‘A place to shine’: High schooler with Down syndrome breaking barriers on drill team

Local News

Bree Cox and her sister, Adrie, pose with letters informing them that they had been selected to dance on Murray High School’s drill team. (Courtesy of Kecia Cox)


MURRAY, Utah (ABC4) – Kecia Cox has been a drill team mother for years. Out of all her children’s performances, one of her favorites came when her oldest, Kyra, was a junior at Murray High School.

For Murray’s dance at the state competition, each of the drill team members was asked to write the name of someone they were dancing for on their arms. Kyra chose to write the nickname of her younger sister, Bree, who has Down syndrome.

Recalling that particular dance, Cox tells ABC4 “it was her most emotional, best performance of her five years on the drill team.” Emotions ran high as the family watched their oldest dance with Bree’s name on her arm. They figured it might be the only time Bree, who has always idolized her sisters and loved dancing, would ever be on the drill team, in a way.

Turns out, they were wrong.

Members of the Murray High School drill team pose after the tryouts. Bree is on the bottom row, far right.
(Courtesy of Kecia Cox)

A couple of weeks ago, Bree tried out for the drill team at Murray High, and to the delight of the whole family — including Kyra, who has graduated from the school, and Adrie, their 16-year-old sister who is currently on the team — she made it.
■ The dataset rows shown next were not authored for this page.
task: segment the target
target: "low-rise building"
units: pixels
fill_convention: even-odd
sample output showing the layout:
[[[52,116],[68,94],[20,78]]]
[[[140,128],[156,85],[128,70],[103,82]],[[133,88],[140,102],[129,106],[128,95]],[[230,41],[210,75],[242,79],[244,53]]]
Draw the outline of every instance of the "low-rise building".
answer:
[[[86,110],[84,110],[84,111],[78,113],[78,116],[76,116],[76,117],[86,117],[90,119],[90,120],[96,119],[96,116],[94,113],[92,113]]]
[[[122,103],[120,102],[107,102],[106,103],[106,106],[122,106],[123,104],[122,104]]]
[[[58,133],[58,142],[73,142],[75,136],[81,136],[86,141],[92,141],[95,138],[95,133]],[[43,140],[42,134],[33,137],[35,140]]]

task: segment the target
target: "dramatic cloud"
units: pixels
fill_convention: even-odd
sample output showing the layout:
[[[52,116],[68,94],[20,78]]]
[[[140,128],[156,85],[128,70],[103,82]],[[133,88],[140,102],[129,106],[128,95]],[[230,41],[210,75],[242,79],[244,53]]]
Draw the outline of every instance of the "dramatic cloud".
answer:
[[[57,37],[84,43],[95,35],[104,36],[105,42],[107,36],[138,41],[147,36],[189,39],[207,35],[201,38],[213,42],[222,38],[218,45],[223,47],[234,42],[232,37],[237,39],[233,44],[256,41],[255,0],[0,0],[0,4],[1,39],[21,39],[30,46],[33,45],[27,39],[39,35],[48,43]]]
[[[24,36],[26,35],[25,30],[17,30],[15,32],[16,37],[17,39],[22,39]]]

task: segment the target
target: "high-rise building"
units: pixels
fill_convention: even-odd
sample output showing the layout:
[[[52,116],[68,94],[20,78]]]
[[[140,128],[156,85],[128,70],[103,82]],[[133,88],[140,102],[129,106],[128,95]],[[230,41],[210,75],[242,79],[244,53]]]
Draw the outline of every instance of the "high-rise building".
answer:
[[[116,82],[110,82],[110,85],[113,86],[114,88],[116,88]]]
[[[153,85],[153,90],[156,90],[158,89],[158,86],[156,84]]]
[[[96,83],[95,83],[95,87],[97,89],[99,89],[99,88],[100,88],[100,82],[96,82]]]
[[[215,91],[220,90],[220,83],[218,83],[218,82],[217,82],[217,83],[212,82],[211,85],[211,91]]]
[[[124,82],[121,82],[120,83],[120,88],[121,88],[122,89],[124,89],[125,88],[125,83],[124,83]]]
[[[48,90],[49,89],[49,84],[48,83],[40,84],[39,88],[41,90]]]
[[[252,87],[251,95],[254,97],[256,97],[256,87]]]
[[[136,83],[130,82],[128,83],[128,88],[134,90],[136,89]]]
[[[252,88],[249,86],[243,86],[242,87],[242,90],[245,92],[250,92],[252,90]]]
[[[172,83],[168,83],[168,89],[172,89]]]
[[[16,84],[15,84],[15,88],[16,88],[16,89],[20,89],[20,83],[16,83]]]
While the whole family was thrilled Bree’s dream had come true, no one was more excited than Bree herself. On the day she learned she would have a spot on the team, she eagerly Facetimed her dad while he was getting in his car on his way home from work.

The video of Bree passing the good news to her dad and shedding happy tears went viral on social media. Her mom believes it might have been the first time in her 14-year-old life she cried out of joy and happiness.

Growing up and watching her older sisters excel at dancing, Bree found a love for movement as well. When Kyra made the drill team at Murray, Cox says that Bree went to every performance and learned every dance. Cox says while Bree sometimes struggles to express herself vocally, dance has always been an avenue for her to show emotion.

“Although she communicates really well, now she couldn’t always do that. Dance has always been a place for her to shine without having to overcome those communication barriers,” Cox says of Bree.

Although Bree had a passion and talent for dance, her parents were always concerned that being on a drill team wouldn’t be possible due to her special needs. That made Kyra’s performance, which she dedicated to her sister, especially powerful.

“You wouldn’t think that we wouldn’t have these fights still in this era we live in, that we wouldn’t have these battles over inclusion with special needs, but we do,” said Cox, who also raises two other children with Down syndrome besides Bree.

To have someone who believes in Bree and is willing to make her a contributing part of a team and more than just an accessory on the side is huge for the Cox family. Murray’s drill team coach, Keylee Mundee, is that someone for the Cox bunch.

“I want Bree to do the very best she can,” says Mundee. “I want her to be capable of hard things and know that she’s capable of doing hard things and she can. I’m not setting any limitations for Bree.”

Bree, Adrie, and the rest of the Murray High drill team are set to give their first performance next week. Chances are this one will be right up there with Kyra’s from a few years back as one of the most important for the Cox family.

“The team has given her a place and is willing to include her and figure out what it means to help her have that place, right alongside her peers. And her being able to feel like she belongs is all that matters,” Cox says.